My boyfriend and I decided to go into this abandoned nursing home after seeing from our flat's window that the back door was ajar. From the little I've found by Googling it seems that it was closed as recently as a year ago, presumedly because they couldn't finance it anymore. There are so, so many things left inside though, including a lot of personal effects. I'm pretty curious as to why everybody turfed out in such a hurry and why it wasn't cleared properly etc.

The inside is very damp and moldy but there's no signs of vandalism asides from a large quantity of the sinks having been torn off of the walls and smashed. I think this was maybe the work of people stealing scrap metal, but I'm not sure. As I just mentioned, it's pretty much full of stuff. A lot of the bedrooms have been cleared out (with the exception of there being lots of packs of adult nappies in all of the wardrobes, so sad) but downstairs there's all sorts lying around - televisions, Christmas decorations, bookcases full of books, a bingo set, a bureau full of glasses and ornaments and such. Unfortunately I didn't get any pictures of these bits and pieces because there was no light and I didn't want to move the curtains.

The pictures aren't the best - my boyfriend and I went in there to take pictures but weren't thinking along the lines of documenting anything for a site like this. As a result they're mostly close-ups of the items we come across and probably not too indicative of what it's like in there. As far as we can tell the premises is still unsecured, but another empty nursing home across from us has just been boarded up, so this might well follow suit soon.

Anyway, hope you enjoy the pics. This is my first post so apologies if it's on the boring side!







Glasses and condiments in the kitchen.





Nothing resonates more in an abandoned place than a stopped clock. 





Oddly, one bedroom was still full of personal items while almost all of the others were cleared. Possibly that resident died as opposed to moving on to another home? Who knows. Weird seeing bars of soap and toothbrushes there, though.





More from the room with the personal items. There was lots of religious paraphernalia in there.





May's Lourdes water. In what looks like an old Panda Pop bottle no less, haha.
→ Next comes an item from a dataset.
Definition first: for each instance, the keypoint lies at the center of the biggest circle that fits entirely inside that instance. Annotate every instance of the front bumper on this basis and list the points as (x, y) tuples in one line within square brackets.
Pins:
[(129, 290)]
Got to love this juxtaposition of Pope and kittens.




















Another bedroom that had some personal items in it, albeit a lot less than the green religious room. Some men's clothing and shoes etc, plus this clock radio and some tapes.




















One of the only pictures I got from the main living room where the majority of the items are. You can see from the table how much mold is collecting everywhere.


----------



## Foxylady (Sep 26, 2011)

Fab photos, Ghostparty...especially loving the close-ups; they really give a feeling for the place. 
Excellent first post and report...and welcome to the forum.


----------



## urbanisle (Sep 26, 2011)

I like this, great stuff. so many things left behind. Distant lives and memories, kind of sad.


----------



## TeeJF (Sep 26, 2011)

There's very clearly a heavy "Churchianity" feel to the place - Lourdes water, J.C. Inc. photos - and in Birkenhead? It's not connected with that abandoned convent close by is it?

Enjoyed this!


----------



## Lost Explorer (Sep 26, 2011)

Great report for your first! Looks like a very interesting place!


----------



## Em_Ux (Sep 26, 2011)

A great 1st report.

I enjoyed looking at your shots.

Thanks for posting


----------



## mookster (Sep 26, 2011)

Nice one, good to see something in Birkenhead that's non-industrial


----------



## Chambers696 (Sep 26, 2011)

Even though its sad when things are left behind it makes a great place to explore and gives you a sense of what the people were like. Fab pics


----------



## Pincheck (Sep 26, 2011)

very nice sadly with the turmoil in the private care industry there will be more homes abandoned or empty, wich is sad for the residents


----------



## twiggy123 (Sep 27, 2011)

nice pictures


----------



## smiler (Sep 27, 2011)

TeeJF said:


> There's very clearly a heavy "Churchianity" feel to the place - Lourdes water, J.C. Inc. photos - and in Birkenhead? It's not connected with that abandoned convent close by is it?
> 
> Enjoyed this!



Yeah I think you may have it TJ, a Good Catholic nursing home would be my guess, Loved your first post GP and look forward to your next explore, Thanks and Stay Safe.


----------



## mookster (Sep 27, 2011)

After doing a bit of googling this place was sold last October for £250,000, I guess the owners don't want to do much with it yet!


----------



## Madaxe (Sep 28, 2011)

Nice work. Love places like this that still have things left behind.
Great report. Thanks for sharing.


----------



## strokesboy21 (Sep 28, 2011)

great report mate


----------



## Commando (Oct 5, 2011)

Thanks Ghostparty, very good photos; yes, it is kind of sad really. Is this what we've got to look forward to? I hope not.


----------